If all of this weren’t bad enough, playwrights are frequently called upon to make individual donations to the theatres that produce their work, especially now that the economy has soured. Recently I received an impassioned plea from none other than Chicago Dramatists (full disclosure: I used to be a dues-paying member of their Playwrights’ Network) for “urgent” donations; that email got instantly deleted from my inbox. While many playwrights are happy to assist theatres in fundraising efforts (such as appearing at benefit parties, selling raffle tickets, etc), I don’t believe any playwright should be asked to donate his or her own money to keep a theater going. Playwrights are broke as it is, and there are plenty of other sources for donations beyond an arts organization’s own artists.

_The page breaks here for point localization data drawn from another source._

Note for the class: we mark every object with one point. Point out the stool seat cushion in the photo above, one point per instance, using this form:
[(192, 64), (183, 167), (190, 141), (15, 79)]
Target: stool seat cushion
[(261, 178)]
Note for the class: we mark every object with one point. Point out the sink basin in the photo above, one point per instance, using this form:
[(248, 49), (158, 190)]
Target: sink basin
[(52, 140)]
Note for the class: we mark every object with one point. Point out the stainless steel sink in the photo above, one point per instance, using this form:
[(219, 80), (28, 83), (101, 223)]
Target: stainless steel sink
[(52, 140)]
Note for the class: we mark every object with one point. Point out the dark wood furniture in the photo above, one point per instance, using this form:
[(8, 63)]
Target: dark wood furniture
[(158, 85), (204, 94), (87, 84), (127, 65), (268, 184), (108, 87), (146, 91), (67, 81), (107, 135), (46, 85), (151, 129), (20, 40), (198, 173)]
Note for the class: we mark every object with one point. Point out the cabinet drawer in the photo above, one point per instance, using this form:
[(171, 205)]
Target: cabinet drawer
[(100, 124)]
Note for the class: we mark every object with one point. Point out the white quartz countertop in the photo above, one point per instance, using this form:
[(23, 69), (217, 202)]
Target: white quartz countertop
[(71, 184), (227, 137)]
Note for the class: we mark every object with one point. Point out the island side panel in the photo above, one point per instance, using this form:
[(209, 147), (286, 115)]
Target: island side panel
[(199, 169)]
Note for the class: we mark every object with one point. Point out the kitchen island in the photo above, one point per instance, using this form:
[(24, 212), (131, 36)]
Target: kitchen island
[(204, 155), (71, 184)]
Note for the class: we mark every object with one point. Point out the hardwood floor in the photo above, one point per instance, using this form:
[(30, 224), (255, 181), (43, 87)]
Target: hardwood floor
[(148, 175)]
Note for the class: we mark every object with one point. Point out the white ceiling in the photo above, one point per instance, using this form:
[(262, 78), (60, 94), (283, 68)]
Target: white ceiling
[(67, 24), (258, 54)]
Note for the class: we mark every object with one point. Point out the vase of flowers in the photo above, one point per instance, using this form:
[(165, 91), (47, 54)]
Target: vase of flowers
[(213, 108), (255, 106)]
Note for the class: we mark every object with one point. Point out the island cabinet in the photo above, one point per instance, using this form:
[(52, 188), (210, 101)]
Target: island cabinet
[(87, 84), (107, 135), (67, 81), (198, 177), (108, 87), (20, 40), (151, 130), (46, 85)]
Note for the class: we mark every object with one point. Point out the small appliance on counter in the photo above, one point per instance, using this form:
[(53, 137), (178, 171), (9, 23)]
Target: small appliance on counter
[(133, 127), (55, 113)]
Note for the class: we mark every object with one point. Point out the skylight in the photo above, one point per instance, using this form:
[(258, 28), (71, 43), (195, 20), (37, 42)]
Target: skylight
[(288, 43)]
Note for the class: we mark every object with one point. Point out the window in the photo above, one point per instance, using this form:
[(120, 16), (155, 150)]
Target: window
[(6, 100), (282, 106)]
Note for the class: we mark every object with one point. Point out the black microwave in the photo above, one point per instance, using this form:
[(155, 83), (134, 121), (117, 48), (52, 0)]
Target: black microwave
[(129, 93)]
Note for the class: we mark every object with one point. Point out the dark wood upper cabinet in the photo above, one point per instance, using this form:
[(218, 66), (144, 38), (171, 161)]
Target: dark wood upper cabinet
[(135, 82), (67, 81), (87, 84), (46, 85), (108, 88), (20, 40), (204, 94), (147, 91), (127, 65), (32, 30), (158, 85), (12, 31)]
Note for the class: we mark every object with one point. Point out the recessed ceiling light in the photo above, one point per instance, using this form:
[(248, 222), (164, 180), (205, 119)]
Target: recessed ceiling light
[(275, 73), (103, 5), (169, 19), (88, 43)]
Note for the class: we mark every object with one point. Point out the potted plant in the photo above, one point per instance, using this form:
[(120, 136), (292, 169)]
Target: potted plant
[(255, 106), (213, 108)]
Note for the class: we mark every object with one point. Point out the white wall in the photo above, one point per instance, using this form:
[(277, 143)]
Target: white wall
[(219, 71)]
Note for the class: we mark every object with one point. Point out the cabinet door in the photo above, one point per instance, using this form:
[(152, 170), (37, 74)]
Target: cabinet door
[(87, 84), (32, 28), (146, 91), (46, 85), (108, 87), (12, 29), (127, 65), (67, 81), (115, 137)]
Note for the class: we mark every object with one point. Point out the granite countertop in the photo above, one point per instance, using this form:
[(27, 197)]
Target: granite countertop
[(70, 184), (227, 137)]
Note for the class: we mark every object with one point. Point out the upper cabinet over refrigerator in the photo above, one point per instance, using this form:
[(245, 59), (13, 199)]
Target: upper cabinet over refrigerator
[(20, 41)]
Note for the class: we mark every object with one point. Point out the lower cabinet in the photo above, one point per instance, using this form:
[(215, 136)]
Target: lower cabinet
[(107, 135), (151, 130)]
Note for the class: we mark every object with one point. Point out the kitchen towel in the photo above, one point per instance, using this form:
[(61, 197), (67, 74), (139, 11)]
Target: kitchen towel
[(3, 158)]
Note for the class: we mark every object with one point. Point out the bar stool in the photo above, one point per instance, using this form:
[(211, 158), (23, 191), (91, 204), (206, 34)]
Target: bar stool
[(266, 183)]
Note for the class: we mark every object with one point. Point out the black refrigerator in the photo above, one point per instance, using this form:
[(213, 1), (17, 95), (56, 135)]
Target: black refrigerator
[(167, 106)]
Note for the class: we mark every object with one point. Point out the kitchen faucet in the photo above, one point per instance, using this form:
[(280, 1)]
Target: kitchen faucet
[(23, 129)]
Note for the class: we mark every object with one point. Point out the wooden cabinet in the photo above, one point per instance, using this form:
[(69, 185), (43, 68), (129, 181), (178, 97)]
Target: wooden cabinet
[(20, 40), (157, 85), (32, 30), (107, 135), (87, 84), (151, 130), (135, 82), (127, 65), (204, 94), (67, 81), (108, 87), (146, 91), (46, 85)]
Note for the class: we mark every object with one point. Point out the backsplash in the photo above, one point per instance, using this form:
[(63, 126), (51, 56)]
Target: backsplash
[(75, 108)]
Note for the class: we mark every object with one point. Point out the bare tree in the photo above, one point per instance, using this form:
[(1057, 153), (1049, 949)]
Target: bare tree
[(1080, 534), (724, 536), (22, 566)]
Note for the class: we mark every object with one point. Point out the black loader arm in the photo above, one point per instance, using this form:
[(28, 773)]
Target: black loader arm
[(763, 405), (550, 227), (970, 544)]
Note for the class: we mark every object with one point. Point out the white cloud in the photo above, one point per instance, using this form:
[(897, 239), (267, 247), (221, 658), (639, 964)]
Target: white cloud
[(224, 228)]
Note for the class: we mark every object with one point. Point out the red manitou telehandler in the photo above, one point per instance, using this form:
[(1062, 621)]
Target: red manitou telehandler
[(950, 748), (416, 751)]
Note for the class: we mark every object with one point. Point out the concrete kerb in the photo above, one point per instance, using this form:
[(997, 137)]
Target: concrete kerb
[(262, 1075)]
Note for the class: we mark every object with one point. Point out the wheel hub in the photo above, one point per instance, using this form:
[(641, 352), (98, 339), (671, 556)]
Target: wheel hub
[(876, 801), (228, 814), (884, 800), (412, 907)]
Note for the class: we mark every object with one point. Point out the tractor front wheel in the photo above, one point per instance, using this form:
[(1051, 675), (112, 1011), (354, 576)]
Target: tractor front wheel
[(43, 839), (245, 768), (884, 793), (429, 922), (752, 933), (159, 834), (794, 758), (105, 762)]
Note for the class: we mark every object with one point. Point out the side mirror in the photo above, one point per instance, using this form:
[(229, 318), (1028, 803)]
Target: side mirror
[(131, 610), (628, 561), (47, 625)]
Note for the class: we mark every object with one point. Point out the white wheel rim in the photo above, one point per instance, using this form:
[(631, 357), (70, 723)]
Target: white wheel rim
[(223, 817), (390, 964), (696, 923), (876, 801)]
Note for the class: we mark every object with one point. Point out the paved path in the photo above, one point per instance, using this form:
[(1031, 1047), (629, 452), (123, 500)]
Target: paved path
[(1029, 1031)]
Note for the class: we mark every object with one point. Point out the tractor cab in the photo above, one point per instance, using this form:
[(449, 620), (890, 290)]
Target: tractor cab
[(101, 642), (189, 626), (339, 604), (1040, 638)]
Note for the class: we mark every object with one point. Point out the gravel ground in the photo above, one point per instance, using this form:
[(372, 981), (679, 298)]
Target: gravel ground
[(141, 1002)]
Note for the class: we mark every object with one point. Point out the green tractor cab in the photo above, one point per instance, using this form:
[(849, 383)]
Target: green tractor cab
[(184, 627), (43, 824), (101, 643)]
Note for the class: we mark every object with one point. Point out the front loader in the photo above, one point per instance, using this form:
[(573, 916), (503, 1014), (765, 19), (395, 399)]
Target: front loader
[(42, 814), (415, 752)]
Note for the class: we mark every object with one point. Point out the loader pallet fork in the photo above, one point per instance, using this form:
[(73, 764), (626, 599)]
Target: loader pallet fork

It’s disheartening to any up-and-coming playwright to see how much of the legitimate American theatre operates on a “pay-to-play” model. But there are bright spots to report. The Dramatists Guild of America has recently enacted a policy that it will not publicize any production opportunities or playwriting contests that require submission fees. Many playwriting newsletters (such as The Loop for Playwrights) have adopted similar policies. And I’m pleased to report that despite the fact I don’t submit plays to any producing organizations that require submission fees (even the prestigious ones, like the O’Neill), I still manage to get my work produced--a lot (for example, I recently had several plays produced by the nonprofit Love Creek Productions in NYC, a theatre where I knew no one prior to submitting, have never paid a submission fee, and have never been asked to donate or help fundraise a dime). I also no longer support playwrights’ organizations like Chicago Dramatists that have gone heavily over to the “pay-to-play” model, and that hasn’t hurt my playwriting career, either (though I’m sure they’d rather I didn’t say that in public).

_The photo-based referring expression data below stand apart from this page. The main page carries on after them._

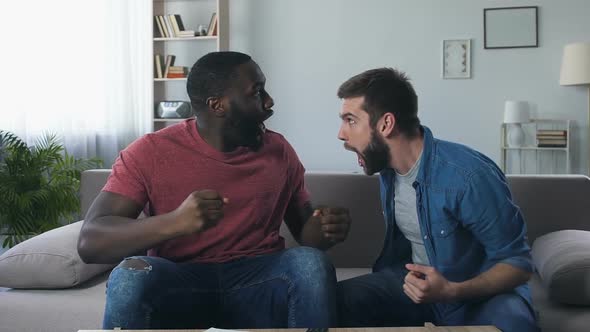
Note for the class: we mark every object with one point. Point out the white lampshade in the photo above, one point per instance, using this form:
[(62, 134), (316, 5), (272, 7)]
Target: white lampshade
[(575, 64), (516, 112)]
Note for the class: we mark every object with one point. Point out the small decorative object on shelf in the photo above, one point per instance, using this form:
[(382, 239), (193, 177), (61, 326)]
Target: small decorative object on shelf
[(516, 113), (547, 138), (544, 150), (183, 31)]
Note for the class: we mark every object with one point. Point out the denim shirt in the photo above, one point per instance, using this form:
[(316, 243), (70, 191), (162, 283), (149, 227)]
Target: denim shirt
[(466, 214)]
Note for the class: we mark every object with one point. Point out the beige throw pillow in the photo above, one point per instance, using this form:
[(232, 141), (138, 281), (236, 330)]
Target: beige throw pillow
[(563, 261), (49, 260)]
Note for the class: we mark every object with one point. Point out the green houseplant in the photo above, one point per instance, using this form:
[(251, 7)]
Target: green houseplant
[(38, 186)]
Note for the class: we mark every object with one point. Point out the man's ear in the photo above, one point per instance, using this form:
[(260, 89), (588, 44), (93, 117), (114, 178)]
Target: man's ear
[(386, 124), (215, 105)]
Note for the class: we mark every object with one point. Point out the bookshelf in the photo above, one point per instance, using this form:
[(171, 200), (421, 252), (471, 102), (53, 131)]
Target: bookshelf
[(546, 149), (186, 49)]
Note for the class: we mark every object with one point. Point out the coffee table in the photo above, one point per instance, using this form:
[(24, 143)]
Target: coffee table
[(426, 328)]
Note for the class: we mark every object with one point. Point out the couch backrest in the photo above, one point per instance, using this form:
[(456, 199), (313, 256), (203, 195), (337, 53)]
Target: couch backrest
[(551, 203), (548, 203)]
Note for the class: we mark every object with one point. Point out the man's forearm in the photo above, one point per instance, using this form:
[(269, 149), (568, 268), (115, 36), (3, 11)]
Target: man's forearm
[(109, 239), (500, 278)]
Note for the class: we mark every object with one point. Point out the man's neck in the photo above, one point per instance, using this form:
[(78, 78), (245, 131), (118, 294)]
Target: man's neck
[(405, 152)]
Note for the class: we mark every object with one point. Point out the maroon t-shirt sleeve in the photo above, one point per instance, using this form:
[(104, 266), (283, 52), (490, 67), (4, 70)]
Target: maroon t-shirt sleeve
[(130, 171), (299, 195)]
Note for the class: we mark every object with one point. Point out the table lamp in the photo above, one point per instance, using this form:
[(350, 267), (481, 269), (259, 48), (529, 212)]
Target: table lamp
[(516, 113), (575, 70)]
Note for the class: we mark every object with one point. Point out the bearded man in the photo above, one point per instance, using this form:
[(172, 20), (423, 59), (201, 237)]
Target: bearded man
[(215, 190), (455, 250)]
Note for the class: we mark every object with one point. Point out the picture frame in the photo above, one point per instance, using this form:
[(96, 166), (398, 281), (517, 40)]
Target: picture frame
[(511, 27), (456, 58)]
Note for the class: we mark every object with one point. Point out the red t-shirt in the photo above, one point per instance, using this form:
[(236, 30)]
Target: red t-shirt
[(164, 167)]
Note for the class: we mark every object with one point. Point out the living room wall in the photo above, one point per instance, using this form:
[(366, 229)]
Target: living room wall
[(308, 48)]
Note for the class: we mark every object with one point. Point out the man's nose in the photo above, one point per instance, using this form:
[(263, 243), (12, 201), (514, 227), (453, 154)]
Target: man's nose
[(341, 134), (268, 102)]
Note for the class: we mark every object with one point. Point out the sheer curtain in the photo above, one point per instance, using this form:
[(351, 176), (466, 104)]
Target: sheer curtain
[(80, 69)]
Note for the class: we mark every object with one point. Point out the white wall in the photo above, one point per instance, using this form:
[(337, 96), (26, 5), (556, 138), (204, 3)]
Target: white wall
[(307, 48)]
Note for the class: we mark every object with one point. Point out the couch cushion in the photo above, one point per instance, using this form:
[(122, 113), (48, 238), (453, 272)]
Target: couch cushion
[(80, 307), (563, 261), (556, 317), (49, 260)]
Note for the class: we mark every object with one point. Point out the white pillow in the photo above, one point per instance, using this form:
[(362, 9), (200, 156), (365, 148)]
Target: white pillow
[(563, 261), (49, 260)]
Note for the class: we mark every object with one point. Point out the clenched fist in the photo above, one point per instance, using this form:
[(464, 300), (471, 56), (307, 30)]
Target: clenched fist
[(335, 223), (199, 211)]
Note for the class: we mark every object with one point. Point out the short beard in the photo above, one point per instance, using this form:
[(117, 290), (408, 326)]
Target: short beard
[(376, 155), (244, 130)]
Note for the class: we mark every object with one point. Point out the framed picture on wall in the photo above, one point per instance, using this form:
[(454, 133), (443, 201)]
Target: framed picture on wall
[(510, 27), (456, 58)]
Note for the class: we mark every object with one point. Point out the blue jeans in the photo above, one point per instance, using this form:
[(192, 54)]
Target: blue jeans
[(378, 299), (291, 288)]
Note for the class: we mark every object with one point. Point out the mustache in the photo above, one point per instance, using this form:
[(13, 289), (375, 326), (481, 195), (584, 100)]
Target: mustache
[(350, 148)]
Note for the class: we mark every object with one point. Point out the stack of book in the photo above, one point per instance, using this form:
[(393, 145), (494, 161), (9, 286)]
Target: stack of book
[(170, 26), (551, 138), (167, 69), (177, 72)]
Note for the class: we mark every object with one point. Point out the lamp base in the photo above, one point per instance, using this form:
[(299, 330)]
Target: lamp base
[(515, 135)]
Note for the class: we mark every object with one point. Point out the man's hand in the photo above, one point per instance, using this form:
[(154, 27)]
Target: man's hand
[(199, 211), (424, 284), (335, 223)]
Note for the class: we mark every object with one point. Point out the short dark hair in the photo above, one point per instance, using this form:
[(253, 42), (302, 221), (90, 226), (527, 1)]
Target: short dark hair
[(211, 75), (386, 90)]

My advice to any aspiring playwright is this: Learn how the business of the theatre world operates (it’s very different from the publishing world), get an agent, and watch your back. And never, ever pay a submission fee to anyone--no matter what.
And keep your day job.
JILL ELAINE HUGHES’ plays have received productions and staged readings in New York City, Los Angeles, Chicago, Seattle, Atlanta, Boston, Phoenix, Ohio, Toronto, the United Kingdom, and elsewhere. She also founded the nationally renowned Stockyards Theatre Project, Chicago’s only theatre company dedicated exclusively to women’s theatre and performance art in 1999, and served as its artistic director/producer for five years. She served three years as President of Chicago Women’s Theatre Alliance (2000-2003) and formerly served as Treasurer on the executive board of the International Centre for Women Playwrights (ICWP). Her plays and monologues have been excerpted and anthologized by Smith & Kraus, Applause Books, and Meriwether Publishing, and she has written plays for the high school drama market which are published and licensed by Brooklyn Play Publishers.

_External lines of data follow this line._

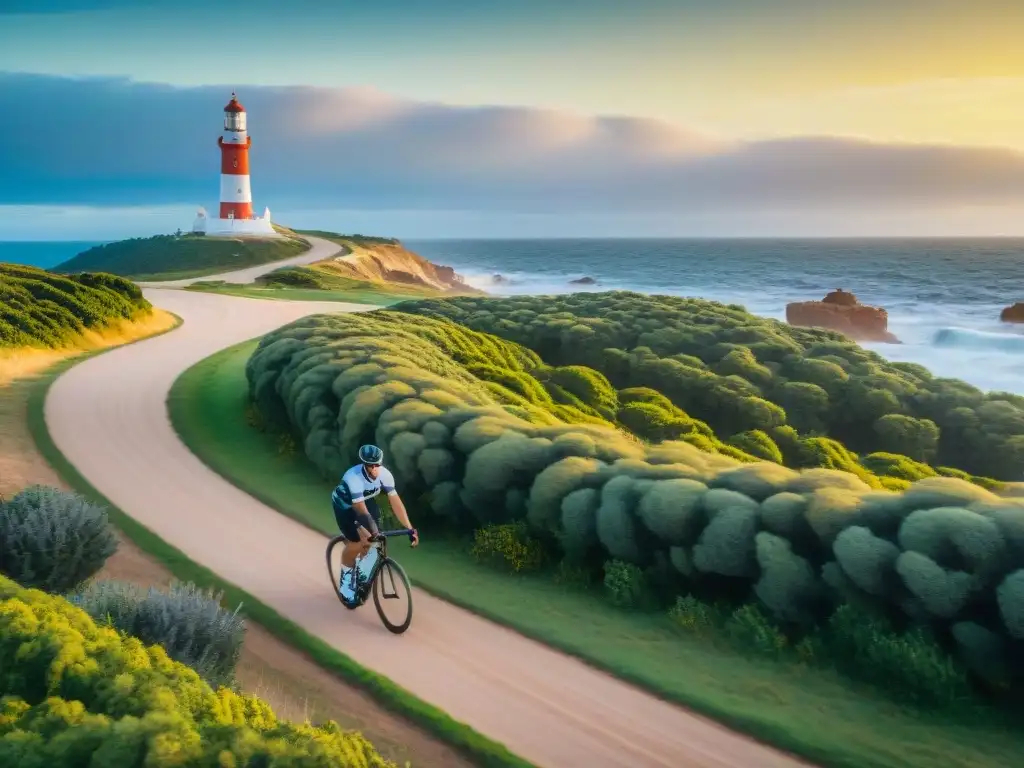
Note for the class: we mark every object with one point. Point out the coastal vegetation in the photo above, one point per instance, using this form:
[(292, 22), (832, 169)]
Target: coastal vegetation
[(59, 651), (483, 433), (707, 653), (42, 309), (811, 395), (183, 255)]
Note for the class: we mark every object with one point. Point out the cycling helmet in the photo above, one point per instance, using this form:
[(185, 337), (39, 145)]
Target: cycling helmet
[(371, 455)]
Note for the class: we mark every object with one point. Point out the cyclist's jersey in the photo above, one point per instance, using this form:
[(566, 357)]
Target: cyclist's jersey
[(355, 486)]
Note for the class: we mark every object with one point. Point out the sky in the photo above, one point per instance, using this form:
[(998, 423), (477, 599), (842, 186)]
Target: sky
[(449, 119)]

In addition to her theatrical endeavors, Jill Elaine is a fiction writer, essayist, and humorist, and has contributed to many newspapers and national magazines, including The Chicago Tribune, Chicago Reader, Missouri Review, New Art Examiner, Dialogue, Cat Fancy, Black Gate, and many others. She is also a published novelist under her pseudonym “Jamaica Layne.” She is represented by Lori Perkins of the L. Perkins Agency.